You don’t need to own a font to read a book set in Goudy. You don’t need to own Futura to watch a Wes Anderson film. You don’t need to own Times to read the Times. You don’t need to own any fonts to watch television. Why not? Because that would be insane. And yet this same logic doesn’t apply on the internet. Online, a person needs to own a fully licensed version of a font in order to view it in a web browser.

He goes on to outline five steps to font freedom. Not without controversy, perhaps his best thought is to see the classic type forms of history remastered by an open source digital typography project.

Alas, that still leaves us with the challenge of how to get those classic faces distributed to the world in an effective fashion. And then (dare I ask it) — would we like the appearance of the Web if the font floodgates were opened up? Is it perhaps the restraining effect of the limited number of universally-distributed typefaces that ensures some relative degree of readability and usability on the Web?

Baffled by U.S. copyright laws? Join the club. We all know it exists, and we all would prefer to avoid falling on the wrong side of the law. For an initial primer in the basics of copyright, you should pay a visit to the U.S. Copyright Office. And for future reference, you might find this flowchart for determining copyright duration to be of help -- published by Bromberg & Sunstein LLP, a law firm which specializes in intellectual property.

The Library of Congress has made available a digitized collection of nearly six thousand photocrom prints, all of which are in the public domain, through its Prints and Photographs Online Catalog. Photocrom prints are visually striking for their almost impossible blend of real-world photography and artistic coloring. A handy resource -- whether for cool desktop wallpaper or your next graphic design project.

Curious to find the source and origin of these unusual prints, I did a bit of research. The term "photocrom" comes from Switzerland where this unique process of creating color prints out of black and white photographs was originally developed. The photocrom process was licensed for use in the United States, beginning in the summer of 1897, by the Detroit Photographic Company.

A photocrom is a color photo lithograph which is produced from a number of black and white negatives. The number of colors used in a photocrom print varied from four to fourteen. Each color was given its own negative, and the final prints were created through the application of the different color impressions from multiple lithographic stones. According to one source:

The stones used by the Detroit Photographic Company were imported from Bavaria and coated with a special Syrian "asphaltum" substance that would be chemically sensitized to light, put in contact with a photographic negative, exposed to the sun for up to several hours, then "developed" in oils of turpentine.

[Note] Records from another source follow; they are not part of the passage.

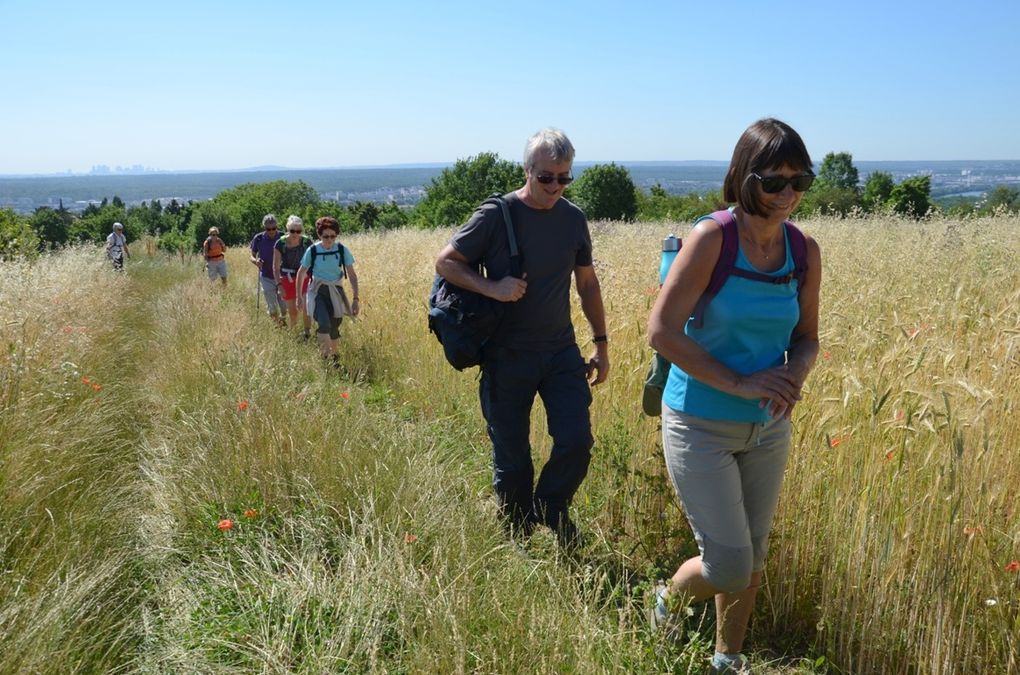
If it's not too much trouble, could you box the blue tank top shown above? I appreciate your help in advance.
[662,228,801,422]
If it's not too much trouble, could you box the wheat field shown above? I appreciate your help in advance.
[0,215,1020,674]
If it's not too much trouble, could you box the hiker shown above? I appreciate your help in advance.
[648,118,821,672]
[106,222,131,272]
[250,213,287,326]
[272,215,312,341]
[296,216,361,366]
[436,128,609,550]
[202,227,226,285]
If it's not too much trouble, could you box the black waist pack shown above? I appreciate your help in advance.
[428,195,521,370]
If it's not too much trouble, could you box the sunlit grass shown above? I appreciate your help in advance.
[0,216,1020,673]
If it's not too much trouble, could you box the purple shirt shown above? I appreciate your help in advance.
[251,231,279,279]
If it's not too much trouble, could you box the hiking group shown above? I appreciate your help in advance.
[173,118,821,673]
[434,118,821,673]
[249,213,361,365]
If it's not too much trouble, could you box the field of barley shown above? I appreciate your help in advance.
[0,216,1020,674]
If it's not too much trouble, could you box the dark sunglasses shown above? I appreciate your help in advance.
[534,173,573,186]
[751,173,815,195]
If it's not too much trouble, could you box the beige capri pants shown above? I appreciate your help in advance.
[662,405,792,592]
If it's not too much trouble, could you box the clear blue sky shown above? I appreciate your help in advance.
[0,0,1020,173]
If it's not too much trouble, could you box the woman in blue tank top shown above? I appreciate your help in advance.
[648,119,821,672]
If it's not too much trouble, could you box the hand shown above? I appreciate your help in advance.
[587,343,609,386]
[736,364,801,417]
[489,272,527,303]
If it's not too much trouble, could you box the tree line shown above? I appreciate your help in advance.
[0,152,1020,258]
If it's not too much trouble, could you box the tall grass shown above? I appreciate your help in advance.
[0,216,1020,673]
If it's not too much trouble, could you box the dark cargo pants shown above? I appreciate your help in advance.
[478,345,595,529]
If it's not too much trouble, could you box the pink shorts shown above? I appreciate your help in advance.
[279,274,312,302]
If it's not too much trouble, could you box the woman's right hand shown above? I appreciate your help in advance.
[736,364,801,417]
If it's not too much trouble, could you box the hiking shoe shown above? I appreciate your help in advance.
[712,652,752,675]
[648,581,670,633]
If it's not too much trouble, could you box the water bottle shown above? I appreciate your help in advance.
[659,232,680,285]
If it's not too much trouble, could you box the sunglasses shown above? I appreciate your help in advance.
[534,173,573,186]
[751,173,815,195]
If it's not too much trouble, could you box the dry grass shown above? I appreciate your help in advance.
[0,216,1020,673]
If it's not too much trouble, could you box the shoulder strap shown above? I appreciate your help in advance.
[482,193,521,278]
[783,220,808,287]
[694,209,740,328]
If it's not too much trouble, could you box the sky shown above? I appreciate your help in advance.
[0,0,1020,174]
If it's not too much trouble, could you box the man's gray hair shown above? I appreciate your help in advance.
[524,126,574,171]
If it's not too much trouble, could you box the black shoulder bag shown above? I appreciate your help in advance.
[428,195,521,370]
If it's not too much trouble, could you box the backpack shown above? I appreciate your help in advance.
[642,209,808,417]
[308,242,347,278]
[428,195,521,370]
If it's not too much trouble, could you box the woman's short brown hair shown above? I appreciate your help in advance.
[315,215,340,237]
[722,117,812,215]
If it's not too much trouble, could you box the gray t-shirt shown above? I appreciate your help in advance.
[450,193,592,351]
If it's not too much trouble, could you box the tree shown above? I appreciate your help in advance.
[570,162,638,220]
[797,152,860,215]
[980,186,1020,215]
[0,209,39,260]
[29,206,69,246]
[413,152,524,227]
[817,152,860,192]
[889,175,931,218]
[861,171,896,213]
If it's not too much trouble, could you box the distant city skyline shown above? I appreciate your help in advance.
[0,0,1020,175]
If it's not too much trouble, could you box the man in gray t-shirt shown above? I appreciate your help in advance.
[436,128,609,547]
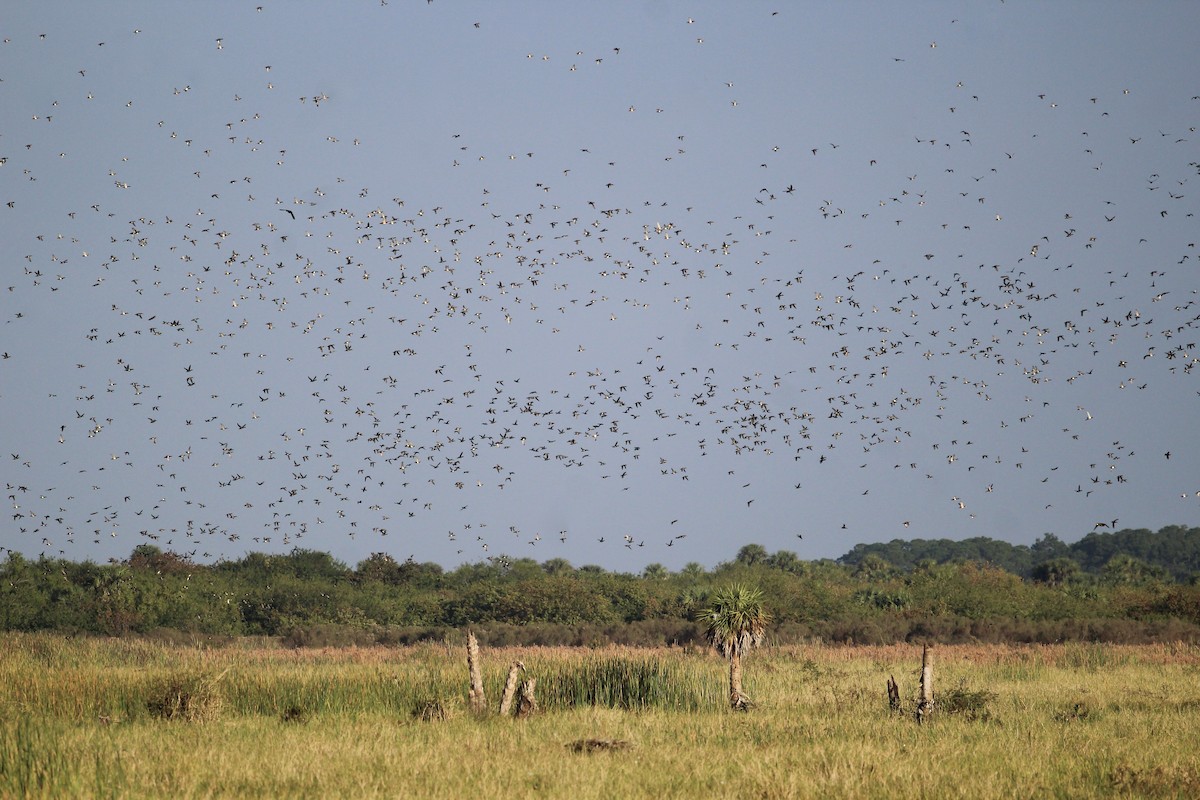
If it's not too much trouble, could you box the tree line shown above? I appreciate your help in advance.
[0,527,1200,645]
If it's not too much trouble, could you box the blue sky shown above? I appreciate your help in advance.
[0,0,1200,571]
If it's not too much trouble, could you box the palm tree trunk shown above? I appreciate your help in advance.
[730,652,750,711]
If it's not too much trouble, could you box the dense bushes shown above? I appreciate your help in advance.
[7,529,1200,646]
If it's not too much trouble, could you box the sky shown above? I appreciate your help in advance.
[0,0,1200,571]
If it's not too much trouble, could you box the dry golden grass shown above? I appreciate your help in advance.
[0,636,1200,799]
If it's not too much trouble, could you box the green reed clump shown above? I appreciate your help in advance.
[0,715,78,798]
[538,656,724,711]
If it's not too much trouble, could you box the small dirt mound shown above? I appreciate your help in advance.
[566,739,634,753]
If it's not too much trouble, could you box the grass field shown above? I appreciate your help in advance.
[0,634,1200,799]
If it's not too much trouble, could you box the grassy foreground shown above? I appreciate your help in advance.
[0,634,1200,800]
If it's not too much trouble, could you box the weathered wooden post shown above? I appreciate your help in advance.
[517,678,538,720]
[888,675,900,712]
[917,644,934,722]
[500,661,524,717]
[467,632,487,714]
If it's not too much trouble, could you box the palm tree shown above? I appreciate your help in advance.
[697,583,770,711]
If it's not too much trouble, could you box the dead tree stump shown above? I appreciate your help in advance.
[888,675,900,711]
[500,661,524,717]
[467,633,487,714]
[917,644,934,723]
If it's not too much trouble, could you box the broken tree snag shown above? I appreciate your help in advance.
[517,678,538,720]
[500,661,524,717]
[467,632,487,714]
[888,675,900,711]
[917,644,934,722]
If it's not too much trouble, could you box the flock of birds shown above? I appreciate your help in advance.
[0,4,1200,568]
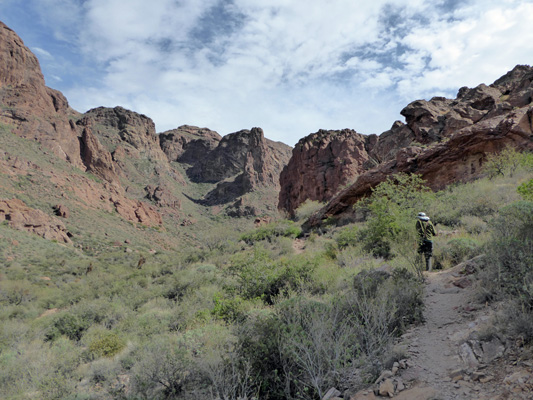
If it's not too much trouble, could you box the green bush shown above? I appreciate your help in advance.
[240,220,302,244]
[228,249,316,304]
[89,331,126,357]
[480,201,533,343]
[335,226,359,250]
[356,174,433,259]
[46,312,91,340]
[130,336,196,400]
[517,179,533,201]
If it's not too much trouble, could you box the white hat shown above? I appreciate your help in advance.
[417,212,429,221]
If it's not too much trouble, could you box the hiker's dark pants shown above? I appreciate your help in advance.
[418,239,433,271]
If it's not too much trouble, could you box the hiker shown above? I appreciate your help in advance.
[416,212,437,271]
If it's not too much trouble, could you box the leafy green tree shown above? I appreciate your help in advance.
[517,179,533,201]
[357,174,433,258]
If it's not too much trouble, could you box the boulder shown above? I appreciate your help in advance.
[279,129,369,215]
[159,125,222,165]
[278,65,533,227]
[144,185,181,210]
[54,204,70,218]
[0,22,83,168]
[322,388,341,400]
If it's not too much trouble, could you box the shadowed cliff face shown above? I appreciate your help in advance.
[0,19,291,231]
[0,22,84,168]
[296,66,533,226]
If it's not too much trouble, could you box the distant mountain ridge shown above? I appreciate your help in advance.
[0,18,533,241]
[278,65,533,226]
[0,22,291,230]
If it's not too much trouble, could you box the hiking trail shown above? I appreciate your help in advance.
[350,262,533,400]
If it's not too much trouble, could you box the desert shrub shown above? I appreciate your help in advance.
[517,179,533,201]
[460,215,488,235]
[294,199,325,221]
[240,220,302,244]
[88,329,126,357]
[130,336,195,399]
[211,292,250,322]
[439,237,483,266]
[46,311,92,340]
[356,174,433,259]
[235,310,288,400]
[336,247,370,269]
[228,248,316,304]
[277,298,359,399]
[480,201,533,342]
[484,146,531,178]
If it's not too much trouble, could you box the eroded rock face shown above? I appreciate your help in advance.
[80,118,117,182]
[279,66,533,224]
[0,199,71,243]
[308,107,533,227]
[0,22,83,168]
[279,129,370,213]
[193,128,291,205]
[144,185,181,210]
[84,107,167,161]
[159,125,222,165]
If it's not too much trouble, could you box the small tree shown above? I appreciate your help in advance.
[356,174,432,258]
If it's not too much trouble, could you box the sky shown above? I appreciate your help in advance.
[0,0,533,146]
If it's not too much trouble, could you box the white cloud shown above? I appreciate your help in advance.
[16,0,533,144]
[31,47,54,58]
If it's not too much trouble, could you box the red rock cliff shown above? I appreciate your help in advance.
[308,65,533,226]
[0,22,84,168]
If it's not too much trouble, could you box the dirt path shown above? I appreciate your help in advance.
[292,239,305,254]
[351,266,533,400]
[394,270,488,399]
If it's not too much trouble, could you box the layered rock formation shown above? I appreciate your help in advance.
[159,125,222,165]
[0,22,83,168]
[0,24,290,225]
[279,129,377,212]
[300,66,533,226]
[197,128,291,205]
[0,199,71,243]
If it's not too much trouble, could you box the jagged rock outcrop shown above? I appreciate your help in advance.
[0,22,83,168]
[279,65,533,219]
[279,129,377,213]
[144,185,181,210]
[279,66,533,225]
[79,118,117,182]
[77,107,185,188]
[159,125,222,165]
[110,195,163,226]
[84,107,167,161]
[193,128,291,205]
[0,199,71,243]
[308,77,533,227]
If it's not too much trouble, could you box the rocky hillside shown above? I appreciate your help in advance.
[0,23,291,244]
[279,65,533,226]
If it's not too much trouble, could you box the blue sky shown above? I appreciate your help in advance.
[0,0,533,145]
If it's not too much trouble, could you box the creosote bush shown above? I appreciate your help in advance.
[480,201,533,343]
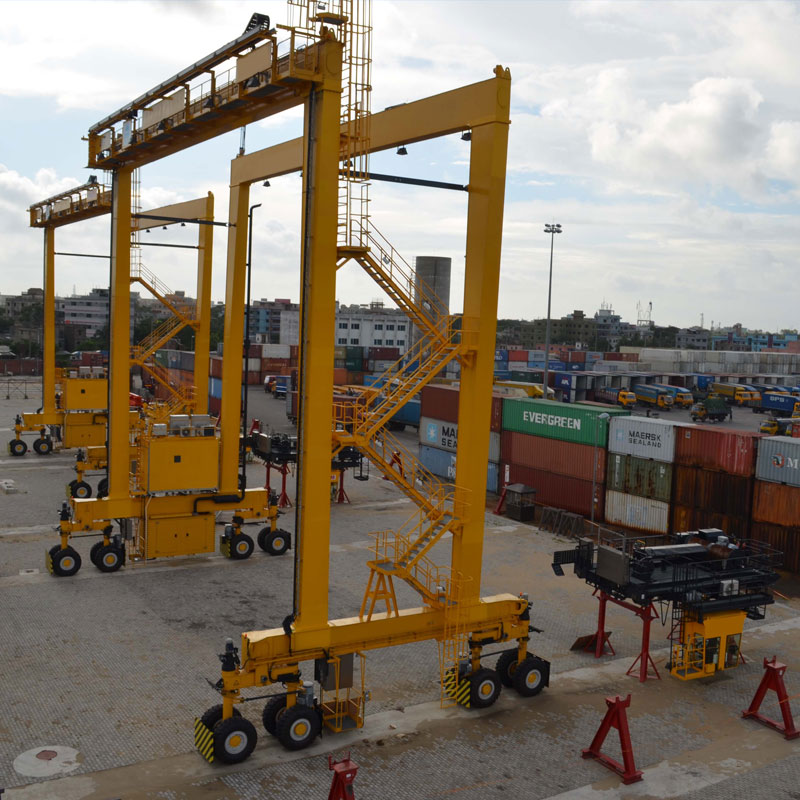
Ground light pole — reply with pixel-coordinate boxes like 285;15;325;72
589;411;611;525
542;224;561;400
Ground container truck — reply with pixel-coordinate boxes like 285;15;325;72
594;386;636;408
633;383;674;411
708;381;761;406
650;383;694;408
749;392;800;417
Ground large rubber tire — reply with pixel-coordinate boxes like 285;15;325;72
200;703;242;731
261;695;286;736
469;667;503;708
89;539;103;569
33;439;53;456
231;533;254;561
71;481;92;500
94;544;125;572
514;656;549;697
258;528;292;556
8;439;28;458
494;647;533;689
51;547;81;578
275;706;322;750
213;717;258;764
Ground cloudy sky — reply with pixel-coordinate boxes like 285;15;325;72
0;0;800;330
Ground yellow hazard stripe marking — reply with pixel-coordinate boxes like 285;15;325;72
194;717;214;764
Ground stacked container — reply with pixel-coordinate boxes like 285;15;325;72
419;384;503;492
750;436;800;572
500;398;630;520
605;416;677;534
672;425;763;539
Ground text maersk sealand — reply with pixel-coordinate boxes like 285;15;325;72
522;411;581;431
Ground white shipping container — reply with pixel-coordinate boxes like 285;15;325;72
419;417;500;462
605;491;669;533
261;344;291;358
608;412;675;464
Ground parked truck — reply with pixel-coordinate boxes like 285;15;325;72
750;392;800;417
691;395;733;422
594;386;636;408
633;383;674;411
650;383;694;408
708;381;761;406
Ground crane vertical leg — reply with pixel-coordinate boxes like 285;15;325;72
42;225;56;414
194;192;214;414
108;167;133;500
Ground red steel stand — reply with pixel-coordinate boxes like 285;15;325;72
581;695;642;784
336;469;350;503
328;753;358;800
742;656;800;739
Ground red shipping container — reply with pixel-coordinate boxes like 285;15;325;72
500;431;606;483
675;425;764;477
671;504;750;539
750;522;800;572
753;481;800;528
672;464;753;527
500;464;605;522
420;383;503;432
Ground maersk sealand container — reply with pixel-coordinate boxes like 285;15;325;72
503;397;630;447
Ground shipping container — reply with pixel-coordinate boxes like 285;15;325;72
417;417;500;462
608;416;675;463
756;436;800;486
675;423;764;476
499;431;606;483
500;462;605;522
503;398;630;447
672;464;753;517
605;490;669;534
606;453;672;503
419;444;499;494
749;522;800;572
420;383;503;431
671;504;750;539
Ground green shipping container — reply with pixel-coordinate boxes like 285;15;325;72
606;453;672;503
503;397;631;447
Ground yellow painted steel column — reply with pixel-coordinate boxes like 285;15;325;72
194;192;214;414
294;41;342;634
108;167;133;500
217;183;250;494
42;226;56;414
452;68;511;601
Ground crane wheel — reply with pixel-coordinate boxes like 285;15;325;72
92;544;125;572
513;656;550;697
494;647;533;689
70;481;92;500
469;668;503;708
258;528;292;556
231;533;254;561
33;439;53;456
8;439;28;457
275;706;322;750
213;716;258;764
261;695;286;736
200;703;242;731
50;546;81;578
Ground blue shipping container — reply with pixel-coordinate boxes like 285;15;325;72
419;444;500;493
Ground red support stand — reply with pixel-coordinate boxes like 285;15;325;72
328;753;358;800
581;695;642;784
336;469;350;503
742;656;800;739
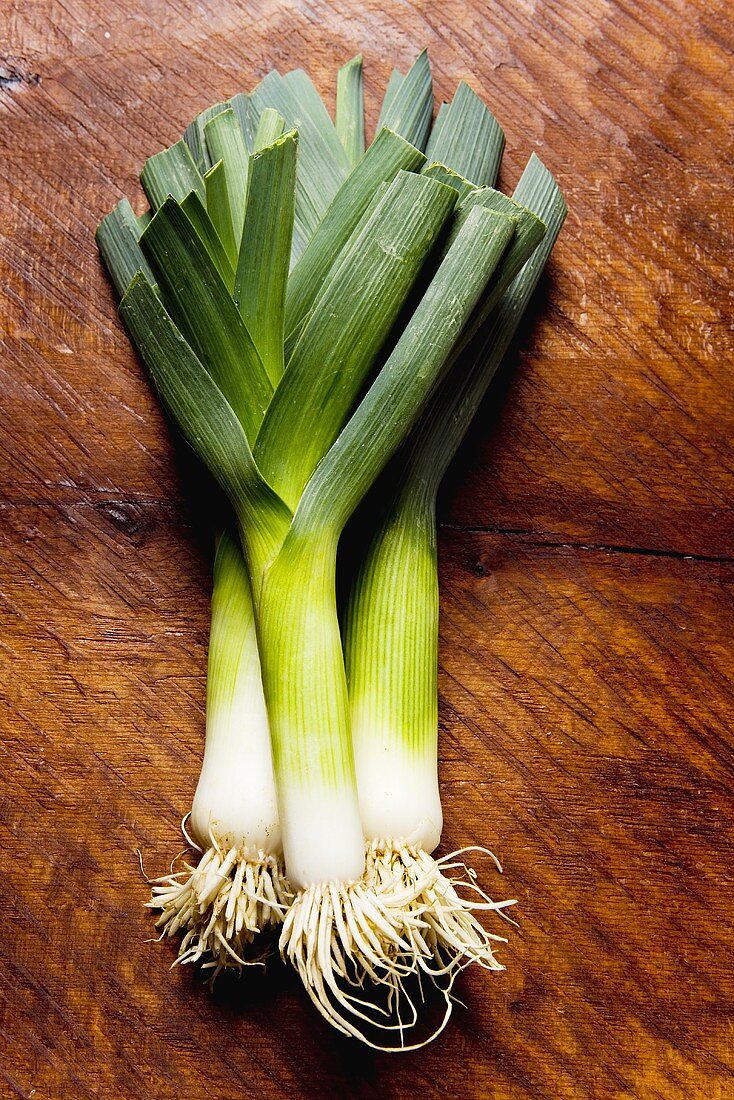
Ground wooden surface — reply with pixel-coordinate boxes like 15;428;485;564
0;0;734;1100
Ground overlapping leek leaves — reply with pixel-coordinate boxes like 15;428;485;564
98;52;565;1046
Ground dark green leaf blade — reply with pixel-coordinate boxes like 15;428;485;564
293;208;514;538
286;130;425;333
141;199;272;440
96;199;155;298
120;275;289;560
254;172;457;507
336;54;364;167
234;130;298;386
140;141;206;210
426;80;505;187
380;50;433;150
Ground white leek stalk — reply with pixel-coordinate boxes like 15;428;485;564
149;530;292;979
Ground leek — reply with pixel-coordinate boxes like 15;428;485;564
344;155;566;970
98;51;562;1043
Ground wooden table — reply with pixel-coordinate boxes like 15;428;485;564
0;0;734;1100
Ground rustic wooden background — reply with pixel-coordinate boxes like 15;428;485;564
0;0;734;1100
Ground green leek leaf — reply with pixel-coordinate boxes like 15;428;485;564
204;161;239;270
96;199;155;298
179;191;234;294
253;107;285;153
234;130;298;386
250;70;350;260
379;50;434;150
376;69;405;133
254;172;457;507
204;108;250;249
141;199;272;440
293;206;515;539
183;103;230;171
286;130;425;333
336;54;364;167
120;275;289;560
426;80;505;187
140;141;206;210
229;91;258;153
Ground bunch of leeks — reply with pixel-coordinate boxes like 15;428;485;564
97;52;566;1048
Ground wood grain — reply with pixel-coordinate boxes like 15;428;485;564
0;0;734;1100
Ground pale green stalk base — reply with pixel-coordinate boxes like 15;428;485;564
146;836;293;981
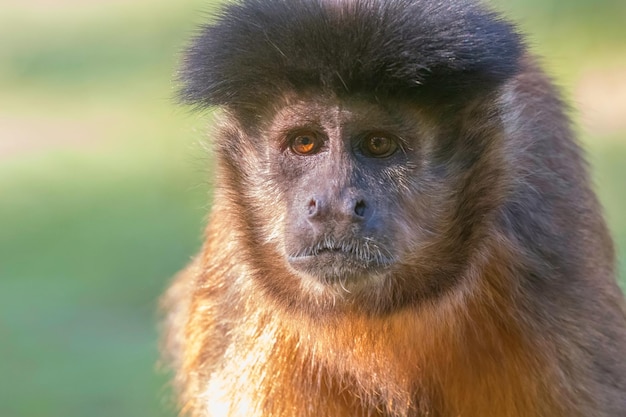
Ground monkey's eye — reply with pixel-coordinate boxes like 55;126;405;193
361;133;398;158
289;132;322;155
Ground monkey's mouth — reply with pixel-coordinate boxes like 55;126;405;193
287;238;396;282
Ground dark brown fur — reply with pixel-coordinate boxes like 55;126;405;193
163;1;626;417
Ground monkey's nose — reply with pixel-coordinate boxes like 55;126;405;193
307;196;367;222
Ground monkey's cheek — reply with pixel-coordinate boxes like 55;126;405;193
288;252;392;285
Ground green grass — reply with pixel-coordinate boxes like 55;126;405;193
0;0;626;417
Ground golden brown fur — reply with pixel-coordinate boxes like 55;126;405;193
163;1;626;417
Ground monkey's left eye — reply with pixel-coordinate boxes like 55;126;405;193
289;132;322;155
361;134;398;158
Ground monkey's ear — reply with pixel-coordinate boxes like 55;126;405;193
180;0;524;109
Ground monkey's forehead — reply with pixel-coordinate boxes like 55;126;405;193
180;0;524;109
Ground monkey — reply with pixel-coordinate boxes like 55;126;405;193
162;0;626;417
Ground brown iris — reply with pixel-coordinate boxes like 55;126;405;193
361;134;398;158
289;133;321;155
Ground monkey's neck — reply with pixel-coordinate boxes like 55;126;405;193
214;260;563;417
196;237;567;417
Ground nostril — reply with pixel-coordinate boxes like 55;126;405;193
354;200;366;217
307;198;318;216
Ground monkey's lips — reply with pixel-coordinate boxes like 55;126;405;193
287;241;395;283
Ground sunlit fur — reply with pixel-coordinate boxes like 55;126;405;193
163;0;626;417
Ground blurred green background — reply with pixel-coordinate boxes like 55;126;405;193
0;0;626;417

The areas of the very thin asphalt gel most exposed to light would harden, becoming insoluble; the less exposed residue would be washed away. Tonal values of the remaining positive image could be manipulated by varying the chemistry and development times. Technicians could do the equivalent of burning and dodging by retouching the brush and polishing with fine pumice powder. The final steps in preparing the stone were an acid etch to bond the remaining image with its very fine grain, and a glycerin bath.

Makes me thankful for modern, four-color process printing technology.